Remember when you were a kid, and you looked forward to summer as the time when things slowed down and you got to play and relax and watch TV and sleep late and go to the beach? That early training sticks with me as an adult. I still imagine summer is going to be slow and relaxed.
Of course, the truth was I spent a whole lot of the summer pretty bored, wishing there was something to do.
And there’s plenty to do here at SSPC! Summer is prime time for ministry. Whether it’s celebrations, summer camps, reaching out to the needy struggling through this hot Texas summer, or preparing for the upcoming year, one thing I can say with authority is that summers are NOT slow at St. Stephen.
With kids out of school and itching for something to do, you can keep children’s and youth activities going all summer–which our amazing Christian Educator, Beth Fultz, is doing. Right now, Beth is down the hall with youth and several adult volunteers setting up the youth’s “yard sale in the Parish Hall” to pay for their annual mission trip. This year, they’re going to the South side of Chicago (Sorry, now I have Jim Croce singing in my head! “…the baddest part of town…”) to assist with VBS and oddjobs at an African-American PCUSA church with a vibrant ministry.
Beth just got done running our hugely successful Vacation Church School, and she’s getting ready for–let’s see here–Grace Presbytery’s “Camp Gilmont at St. Stephen” July 11-15, the Chicago Mission Trip (July 16-24), and our annual Music & Drama Camp (August 1-5).

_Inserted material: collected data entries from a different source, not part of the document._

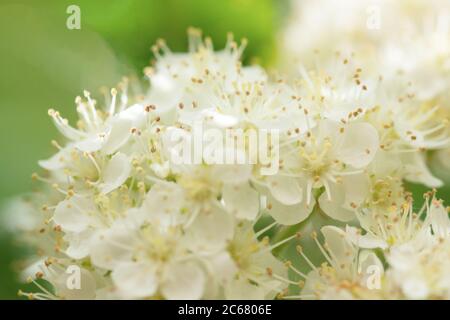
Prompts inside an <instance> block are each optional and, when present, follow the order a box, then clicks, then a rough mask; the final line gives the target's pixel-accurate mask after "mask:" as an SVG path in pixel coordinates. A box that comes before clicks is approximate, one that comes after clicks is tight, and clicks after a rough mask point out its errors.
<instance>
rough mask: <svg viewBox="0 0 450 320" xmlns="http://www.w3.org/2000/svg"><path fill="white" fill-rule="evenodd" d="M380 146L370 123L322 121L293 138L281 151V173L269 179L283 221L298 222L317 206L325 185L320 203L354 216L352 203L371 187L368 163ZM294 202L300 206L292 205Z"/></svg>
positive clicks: (299, 221) (376, 133)
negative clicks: (370, 186)
mask: <svg viewBox="0 0 450 320" xmlns="http://www.w3.org/2000/svg"><path fill="white" fill-rule="evenodd" d="M377 149H378V134H377V132H376V130H375V129H374V128H373V127H372V126H371V125H369V124H367V123H348V124H339V123H337V122H333V121H330V120H322V121H321V122H319V123H318V124H317V126H316V127H315V128H314V129H312V130H311V131H308V132H307V133H304V134H299V135H297V136H295V137H293V138H291V143H289V144H287V145H286V147H285V148H284V150H283V149H282V151H281V153H280V158H281V161H282V167H281V168H280V172H279V173H278V174H277V175H274V176H268V177H267V178H266V186H267V188H268V189H269V190H270V193H271V195H272V197H273V198H271V199H270V200H269V203H270V205H271V207H272V208H269V209H270V210H269V212H270V214H271V215H272V216H273V217H274V218H275V219H277V221H279V222H280V223H282V224H295V223H298V222H300V221H302V220H304V219H306V218H307V217H308V215H309V214H310V213H311V211H312V209H313V208H314V204H315V198H314V190H318V189H320V188H323V189H324V191H323V193H322V195H321V196H320V197H319V199H318V202H319V205H320V207H321V208H322V209H323V210H324V211H325V212H326V214H328V215H329V216H331V217H333V218H335V219H338V220H343V221H346V220H349V219H352V218H353V216H354V215H353V213H352V206H355V204H357V203H359V202H361V201H362V199H363V198H364V197H365V192H366V191H365V190H366V189H367V181H366V180H367V178H366V176H365V174H364V168H365V167H366V166H367V165H368V164H369V163H370V162H371V161H372V159H373V158H374V156H375V153H376V151H377ZM290 206H296V207H294V208H295V210H286V208H285V207H290ZM278 208H279V209H278Z"/></svg>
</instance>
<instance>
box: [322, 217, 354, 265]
mask: <svg viewBox="0 0 450 320" xmlns="http://www.w3.org/2000/svg"><path fill="white" fill-rule="evenodd" d="M320 231H321V232H322V234H323V235H324V237H325V243H326V244H327V245H328V248H329V250H330V251H331V252H332V257H334V259H336V260H337V261H336V262H337V263H338V266H339V267H340V266H341V265H344V266H345V267H344V268H342V269H343V270H351V269H349V268H350V266H351V265H352V263H353V259H354V254H356V249H355V247H354V246H353V245H352V243H351V242H350V240H349V239H348V237H347V234H346V233H345V231H344V230H342V229H340V228H338V227H335V226H325V227H322V229H320Z"/></svg>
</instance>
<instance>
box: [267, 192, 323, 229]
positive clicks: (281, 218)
mask: <svg viewBox="0 0 450 320" xmlns="http://www.w3.org/2000/svg"><path fill="white" fill-rule="evenodd" d="M315 202H316V201H315V200H314V198H313V199H312V201H311V203H310V204H309V205H307V204H306V201H302V202H300V203H298V204H295V205H292V206H286V205H284V204H282V203H281V202H279V201H277V200H276V199H275V198H273V197H272V196H270V195H267V209H268V211H267V212H268V213H269V214H270V215H271V216H272V217H273V218H274V219H275V220H276V221H277V222H278V223H280V224H284V225H292V224H296V223H300V222H302V221H303V220H305V219H306V218H308V216H309V215H310V213H311V212H312V210H313V209H314V205H315Z"/></svg>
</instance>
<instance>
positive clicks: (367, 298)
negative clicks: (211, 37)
mask: <svg viewBox="0 0 450 320" xmlns="http://www.w3.org/2000/svg"><path fill="white" fill-rule="evenodd" d="M321 231H322V234H323V235H324V237H325V243H324V245H322V244H320V242H319V241H318V240H317V235H316V234H313V235H312V236H313V238H314V240H315V242H316V243H317V245H318V247H319V249H320V251H321V252H322V254H323V255H324V257H325V259H326V262H324V263H323V264H322V265H320V266H315V265H313V264H312V262H311V261H310V260H309V258H308V257H307V256H306V255H305V254H304V253H303V250H302V248H298V251H299V253H300V255H301V256H302V257H303V259H305V261H306V262H307V263H308V264H309V265H310V267H311V268H312V270H311V271H310V272H309V273H308V274H307V275H305V274H304V273H302V272H300V271H299V270H297V269H295V268H294V267H292V269H293V270H294V271H296V273H297V274H298V275H300V276H301V277H303V278H304V279H305V284H304V288H303V290H302V291H301V294H300V296H298V298H301V299H374V298H379V295H380V293H381V292H380V290H379V289H381V278H382V276H383V274H384V269H383V265H382V263H381V261H380V260H379V258H378V257H377V255H376V254H375V253H373V252H370V251H365V250H359V248H358V247H357V246H355V245H354V244H353V243H352V241H350V239H349V238H348V236H347V234H346V232H345V231H343V230H341V229H339V228H337V227H334V226H325V227H323V228H322V229H321ZM291 298H297V297H295V296H294V297H291Z"/></svg>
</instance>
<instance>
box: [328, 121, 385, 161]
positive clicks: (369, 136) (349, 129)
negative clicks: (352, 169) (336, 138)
mask: <svg viewBox="0 0 450 320" xmlns="http://www.w3.org/2000/svg"><path fill="white" fill-rule="evenodd" d="M339 135H343V136H342V137H341V139H339V142H338V143H337V145H336V146H335V147H336V150H337V151H336V152H337V157H338V159H339V160H341V161H343V162H344V163H346V164H349V165H351V166H353V167H355V168H363V167H365V166H367V165H368V164H369V163H370V162H371V161H372V160H373V158H374V157H375V154H376V152H377V150H378V146H379V139H378V132H377V130H376V129H375V128H374V127H373V126H372V125H370V124H368V123H351V124H349V125H347V126H346V127H345V131H344V133H342V134H339Z"/></svg>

This weekend our dear friend Michael Britt will join us, as he does each year, to play for our “Poppin’ Fourth on the Hill” celebration. Michael is a wonderful musician and a wonderful human being. He’s played here for 10 years, combining patriotic hymns and anthems with his brilliant and funny commentary. It’s moving to see all the veterans who stand as their branch’s anthem gets played.
Then, on Tuesday, we begin our fourth summer as a host to homeless folks through the Room in the Inn program. Summer is a terrible time for the homeless, and while shelter and resources are available to them through our community’s excellent homeless providers, RITI offers something different–a chance for church folks to serve the homeless, to be their hosts, to invite them into our house of worship and treat them as honored guests, a chance for us to get to know one another as human beings. I can’t help but think this is exactly what Jesus expects of us, with his countless stories of inviting “the least of these” to banquets and feasts and visiting them in time of need, and his constant reminder that “whatever you do for the least of these, you do for me.”
So, slow summer? I don’t think so. But it sure isn’t boring!